直接の対象は、この製品を運用する企業・官公庁のネットワーク部門です。個人の端末に直接の影響はありません。ただし、利用しているサービスの提供元がこの装置を使っていた場合、通信の安定性や安全性に間接的な影響が及ぶことはあり得ます。
まとめ
CVE-2026-20245は、企業ネットワークの司令塔であるCisco Catalyst SD-WAN Manager(旧vManage)に見つかった、すでに悪用が確認されている欠陥です。コマンド入力部分の検証不備により、ネットワーク管理者の権限を持つ攻撃者がrootで命令を実行でき、Ciscoは配下のエッジ機器へ不正な設定変更が流し込まれた事例を観測したと公表しています。危険度は7.8、対象は20.18.2.1以前で、修正版20.18.3.1で解消されます。
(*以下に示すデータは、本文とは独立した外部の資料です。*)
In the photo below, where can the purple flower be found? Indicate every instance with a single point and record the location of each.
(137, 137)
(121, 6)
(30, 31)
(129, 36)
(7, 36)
回避策はありません。
攻撃に管理者権限が要る点はハードルですが、盗まれた認証情報や、Ciscoが同時に公表した別の欠陥との組み合わせで、その条件は乗り越えられます。米CISAもKEVに登録しており、悪用はすでに現実のものです。Cisco SD-WAN Managerを運用している組織は、関連する更新も含めて速やかに20.18.3.1へ上げ、不審な設定変更や侵入の痕跡がないかをあわせて点検してください。組織の通信網の指揮権を預けている装置だからこそ、後回しにするには重すぎる一件でございます。